Another feature of the app is the ability to locate these. This works in conjunction with the phone GPS, so it gives you the last location these were connected. I am trying to imagine a scenario where they fall out of my bag, but there is a big chance they may not be on (habit!) when that happens. However, if they were on my neck and fell off, this is a good feature to go and retrieve them. The design does mean that it really shouldn’t happen. They sit pretty secure on the neck while moving about.
Making phone calls
Making and taking phone calls is pretty simple. It just works and that is all that needs to be said about it.
Using Google Voice
Since I had this connected to an Android, I have Google Voice a try. You can’t prompt Google Voice to listen to you unless you have OK Google enabled on your phone. If you do, then pressing on the buttons on the tips (Play/Pause or Call buttons) will let you talk to your phone, and get it to make phone calls. You can also do searches, but of course the results will display on your phone, and not be read out in your ears.
For headphones of this cost and these features, the sound quality is pretty decent. They offer a good amount of isolation from your environment, but not enough for it to be dangerous when you are out and about. I used these while cycling and it was very easy to listen to any cars around you. I wouldn’t recommend having any headphones in while cycling if you cycle on a road.

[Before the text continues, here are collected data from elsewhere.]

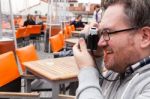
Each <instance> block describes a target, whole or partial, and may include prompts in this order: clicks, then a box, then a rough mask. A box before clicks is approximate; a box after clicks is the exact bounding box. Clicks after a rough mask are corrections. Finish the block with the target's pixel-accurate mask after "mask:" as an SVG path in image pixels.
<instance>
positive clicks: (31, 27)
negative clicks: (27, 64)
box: [23, 25, 32, 45]
mask: <svg viewBox="0 0 150 99" xmlns="http://www.w3.org/2000/svg"><path fill="white" fill-rule="evenodd" d="M31 32H32V27H31V26H29V25H28V26H27V27H26V31H25V32H24V34H23V38H24V45H28V44H29V40H30V38H29V37H30V34H31Z"/></svg>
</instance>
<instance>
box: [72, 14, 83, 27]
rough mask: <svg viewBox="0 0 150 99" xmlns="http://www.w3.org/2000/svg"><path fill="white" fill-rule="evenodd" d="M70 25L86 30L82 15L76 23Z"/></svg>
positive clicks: (74, 21) (75, 19)
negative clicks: (81, 28) (82, 28)
mask: <svg viewBox="0 0 150 99" xmlns="http://www.w3.org/2000/svg"><path fill="white" fill-rule="evenodd" d="M70 25H74V26H75V28H84V25H85V24H84V23H83V22H82V15H78V16H77V17H76V19H75V20H74V21H72V22H71V24H70Z"/></svg>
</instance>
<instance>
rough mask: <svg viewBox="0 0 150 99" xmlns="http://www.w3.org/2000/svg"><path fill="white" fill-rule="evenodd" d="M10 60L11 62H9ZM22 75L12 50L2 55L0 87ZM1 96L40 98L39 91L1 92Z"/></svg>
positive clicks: (11, 98) (6, 84)
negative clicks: (38, 93)
mask: <svg viewBox="0 0 150 99" xmlns="http://www.w3.org/2000/svg"><path fill="white" fill-rule="evenodd" d="M8 61H9V62H8ZM19 77H21V75H20V74H19V71H18V66H17V63H16V60H15V56H14V54H13V52H12V51H10V52H6V53H4V54H1V55H0V87H3V86H5V85H7V84H9V83H11V82H12V81H14V80H15V79H17V78H19ZM0 98H11V99H12V98H14V99H16V98H26V99H39V94H38V93H19V92H0Z"/></svg>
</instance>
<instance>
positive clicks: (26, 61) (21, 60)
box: [16, 44, 39, 72]
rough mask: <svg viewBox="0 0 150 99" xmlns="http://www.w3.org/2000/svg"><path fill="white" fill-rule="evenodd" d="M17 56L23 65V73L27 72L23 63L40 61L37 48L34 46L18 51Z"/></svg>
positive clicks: (22, 48)
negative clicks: (29, 61) (37, 60)
mask: <svg viewBox="0 0 150 99" xmlns="http://www.w3.org/2000/svg"><path fill="white" fill-rule="evenodd" d="M16 54H17V56H18V59H19V62H20V63H21V67H22V70H23V72H25V66H24V65H23V62H28V61H35V60H38V59H39V58H38V55H37V53H36V50H35V47H34V46H33V45H32V44H31V45H28V46H25V47H22V48H18V49H16Z"/></svg>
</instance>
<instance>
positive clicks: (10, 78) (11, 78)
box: [0, 52, 20, 87]
mask: <svg viewBox="0 0 150 99" xmlns="http://www.w3.org/2000/svg"><path fill="white" fill-rule="evenodd" d="M8 61H9V62H8ZM18 77H20V74H19V71H18V67H17V64H16V60H15V57H14V54H13V52H7V53H4V54H1V55H0V79H1V80H0V87H2V86H4V85H6V84H8V83H9V82H11V81H13V80H15V79H16V78H18Z"/></svg>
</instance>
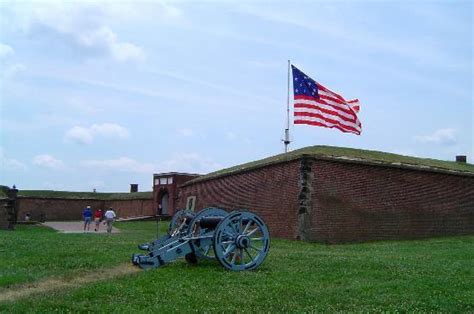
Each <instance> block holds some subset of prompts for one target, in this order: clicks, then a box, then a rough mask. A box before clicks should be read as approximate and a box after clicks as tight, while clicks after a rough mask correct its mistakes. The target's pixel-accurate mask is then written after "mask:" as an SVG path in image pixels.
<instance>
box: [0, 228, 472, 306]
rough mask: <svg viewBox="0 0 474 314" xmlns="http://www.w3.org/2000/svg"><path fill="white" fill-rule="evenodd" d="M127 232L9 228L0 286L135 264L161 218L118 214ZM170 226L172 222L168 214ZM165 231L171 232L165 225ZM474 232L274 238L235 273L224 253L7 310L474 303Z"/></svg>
mask: <svg viewBox="0 0 474 314" xmlns="http://www.w3.org/2000/svg"><path fill="white" fill-rule="evenodd" d="M117 226H118V227H120V228H121V229H122V232H121V233H118V234H112V235H107V234H101V235H97V234H61V233H56V232H54V231H52V230H50V229H46V228H42V227H34V226H19V227H18V230H17V231H14V232H7V231H0V256H1V259H0V296H1V295H2V293H3V294H5V293H7V292H8V291H12V290H15V289H20V288H21V287H22V285H24V284H25V283H28V284H33V285H34V284H35V283H37V282H41V281H44V280H48V278H60V279H61V280H65V281H68V280H73V279H74V278H77V277H81V276H84V275H85V274H91V273H94V272H96V273H97V274H100V272H101V271H102V270H104V269H107V268H111V267H114V266H116V265H120V264H128V263H129V258H130V254H131V253H132V252H136V251H137V250H136V244H137V243H140V242H142V241H146V240H150V239H153V238H154V236H155V234H156V224H155V223H153V222H135V223H121V224H117ZM162 227H163V230H164V228H165V227H166V226H165V223H163V224H162ZM162 234H163V233H162ZM473 278H474V236H465V237H452V238H439V239H431V240H419V241H393V242H375V243H365V244H351V245H334V246H326V245H320V244H314V243H304V242H295V241H286V240H278V239H274V240H273V241H272V247H271V251H270V254H269V256H268V258H267V260H266V261H265V263H264V264H263V265H262V266H261V267H260V268H259V269H258V270H257V271H253V272H242V273H232V272H229V271H225V270H224V269H223V268H222V267H221V266H220V265H219V264H218V263H217V262H203V263H200V264H198V265H197V266H191V265H188V264H186V262H185V261H184V260H180V261H177V262H175V263H173V264H170V265H167V266H165V267H162V268H160V269H157V270H151V271H140V272H136V273H131V274H128V275H121V276H119V277H117V278H112V279H110V278H109V279H107V280H104V281H97V282H93V283H90V284H87V283H86V284H82V285H81V286H79V287H77V288H71V289H60V290H56V291H50V290H49V291H47V292H46V291H45V292H44V293H39V294H34V295H30V296H28V297H26V298H19V299H11V300H10V301H9V302H4V303H0V311H13V312H28V311H33V312H50V311H52V310H59V311H67V310H72V311H105V312H109V311H119V312H131V311H136V310H139V311H153V312H162V313H166V312H169V311H174V312H176V311H179V312H189V311H199V312H203V311H219V312H222V311H247V312H261V311H263V312H288V311H314V310H316V311H335V310H339V311H376V310H401V311H444V312H472V311H474V280H473Z"/></svg>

The sound itself is a bit bass heavy, but that is often the case with earphones. It works perfectly for your usual running tracks, though you may notice that the frequency response isn’t quite there if you’re running to Bach or a John Williams score. Then again, if you’re that fussy, you’re probably listening to the wrong music while running.
Jokes apart, the sound quality is pretty decent. You have a good frequency and tonal response.
Cheap, simple, comfortable, functional. These headphones cover all the basics that a rider or a runner looks for.